Other mesh generation decisions, such as the choice of element type (triangular vs. quadrilateral) and the handling of sharp features, also depend on geometric analysis.

6.2 From Mesh Representation to Solver Formulation

In solver preparation, these differential quantities are used to:

• compute surface Jacobians
• construct local frames
• evaluate shell bending and membrane strains
• ensure consistent normals for contact

In shell formulations, the metric tensor and curvature measures directly influence the stiffness matrix and the evaluation of membrane and bending strains.

In contact mechanics, surface normals are essential for defining contact constraints and ensuring accurate force transmission.

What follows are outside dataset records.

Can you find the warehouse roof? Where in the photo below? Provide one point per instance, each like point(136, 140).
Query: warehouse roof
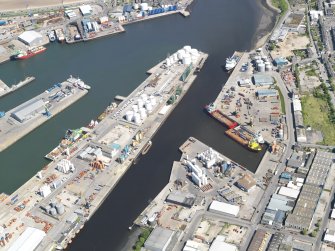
point(289, 192)
point(85, 9)
point(219, 244)
point(181, 198)
point(159, 239)
point(267, 92)
point(247, 181)
point(28, 240)
point(22, 112)
point(29, 36)
point(224, 207)
point(261, 79)
point(297, 105)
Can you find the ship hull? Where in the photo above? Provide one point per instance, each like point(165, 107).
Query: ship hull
point(30, 55)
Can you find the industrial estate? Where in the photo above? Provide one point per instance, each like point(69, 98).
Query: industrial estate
point(278, 100)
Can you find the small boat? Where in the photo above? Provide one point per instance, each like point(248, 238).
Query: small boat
point(52, 36)
point(147, 147)
point(29, 53)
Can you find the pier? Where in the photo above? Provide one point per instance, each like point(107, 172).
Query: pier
point(4, 89)
point(24, 118)
point(100, 158)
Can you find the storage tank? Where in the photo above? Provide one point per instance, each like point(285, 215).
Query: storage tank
point(153, 100)
point(53, 211)
point(268, 66)
point(140, 103)
point(281, 133)
point(60, 208)
point(144, 97)
point(168, 62)
point(148, 106)
point(261, 67)
point(144, 6)
point(47, 209)
point(129, 115)
point(187, 48)
point(181, 53)
point(143, 115)
point(137, 118)
point(135, 108)
point(187, 60)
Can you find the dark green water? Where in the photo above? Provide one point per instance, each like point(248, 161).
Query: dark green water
point(116, 65)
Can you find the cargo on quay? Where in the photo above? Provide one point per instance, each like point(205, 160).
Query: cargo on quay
point(24, 118)
point(68, 191)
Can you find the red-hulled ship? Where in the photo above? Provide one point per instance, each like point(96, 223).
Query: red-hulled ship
point(222, 118)
point(29, 53)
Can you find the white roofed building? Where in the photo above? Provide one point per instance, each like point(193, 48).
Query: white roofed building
point(219, 244)
point(86, 10)
point(28, 240)
point(31, 38)
point(223, 208)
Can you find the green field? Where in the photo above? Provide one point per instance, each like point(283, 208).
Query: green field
point(315, 114)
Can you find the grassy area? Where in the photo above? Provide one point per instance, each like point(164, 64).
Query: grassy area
point(314, 111)
point(282, 102)
point(280, 4)
point(311, 73)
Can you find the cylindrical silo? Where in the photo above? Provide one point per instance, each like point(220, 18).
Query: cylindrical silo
point(135, 108)
point(261, 67)
point(60, 208)
point(129, 115)
point(53, 211)
point(137, 118)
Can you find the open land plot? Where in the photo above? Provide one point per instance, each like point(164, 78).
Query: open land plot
point(314, 112)
point(292, 42)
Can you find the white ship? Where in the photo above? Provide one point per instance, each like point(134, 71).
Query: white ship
point(231, 62)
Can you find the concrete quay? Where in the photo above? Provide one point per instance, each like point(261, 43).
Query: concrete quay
point(4, 89)
point(24, 118)
point(186, 221)
point(116, 142)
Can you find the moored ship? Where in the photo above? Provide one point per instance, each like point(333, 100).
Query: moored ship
point(237, 132)
point(20, 55)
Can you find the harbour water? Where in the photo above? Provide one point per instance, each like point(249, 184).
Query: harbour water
point(115, 66)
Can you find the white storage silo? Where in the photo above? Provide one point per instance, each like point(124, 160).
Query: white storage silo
point(135, 108)
point(153, 100)
point(187, 60)
point(168, 62)
point(144, 97)
point(144, 6)
point(143, 114)
point(60, 208)
point(129, 115)
point(187, 48)
point(261, 67)
point(148, 106)
point(137, 118)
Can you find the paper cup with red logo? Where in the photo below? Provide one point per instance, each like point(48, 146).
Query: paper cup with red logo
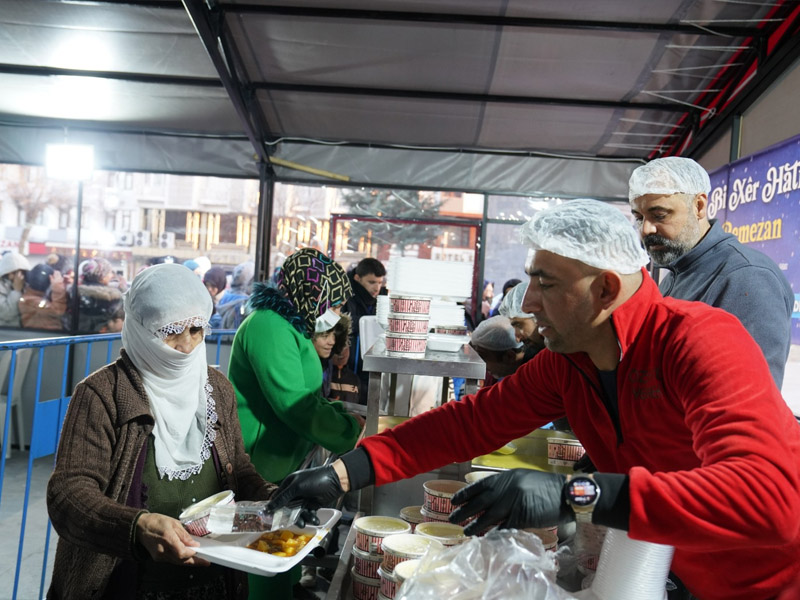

In shape optimization, curvature-based regularization can help maintain smoothness and prevent mesh degeneration.

In post-processing, curvature measures can be used to identify critical regions, such as stress concentrations or areas of high deformation, and to guide visualization strategies.

6.3 From Solver Output to Post-Processing Interpretation

After the solver has produced results, the geometric quantities can be used for:

• stress-field visualization on curved surfaces
• alignment between principal stress directions and principal curvature directions
• curvature-based filtering of noisy fields

These applications show that differential geometry is not confined to isolated algorithms; it spans the full simulation pipeline. That breadth, in turn, motivates a coherent implementation strategy.